Inspired by a 2010 vacation and ‘an epiphany there with my first experience with the closest thing to real Mexican cuisine’, Amber moved to New York in 2015, leaving behind her partner and home in Sydney to chase her ‘if you can make it there you can make it anywhere’ dream. 


She worked for a year or so across multiple venues for the famed Empellón group of restaurants and bars, racking up ‘truly bucket-list experiences’ like cooking at James Beard House with superstar chef Alex Stupak while on camera to a dining room of NYC industry buffs; preparing and serving Grant Achatz’s Chef’sTable Netflix Premiere party; and working closely with Chef Stupak for charity events and meeting legendary US chefs. Challenged, humbled, invigorated, her New York experience was ‘tough, but priceless’. 

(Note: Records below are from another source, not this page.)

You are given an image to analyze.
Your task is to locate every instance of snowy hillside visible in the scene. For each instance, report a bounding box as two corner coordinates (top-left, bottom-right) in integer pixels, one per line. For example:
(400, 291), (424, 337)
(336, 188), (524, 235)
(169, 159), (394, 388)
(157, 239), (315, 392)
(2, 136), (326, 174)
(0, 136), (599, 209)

She returned to Sydney in spring 2016, ‘full of love for my craft, a new-found love of America, lifelong connections and friendships, and my relationship intact’, and quickly became head chef at The Butler. Now 20 years on from her early years in Sydney, she still loves the industry, despite its many challenges, some exacerbated by the pandemic. 



‘Working in a great team, front and back of house as one unit, serving food you love, in the buzz of a busy restaurant is our most favourite thing,’ she says. ‘I know I can speak for many hospitality folks when I say this. It is the rush we love.’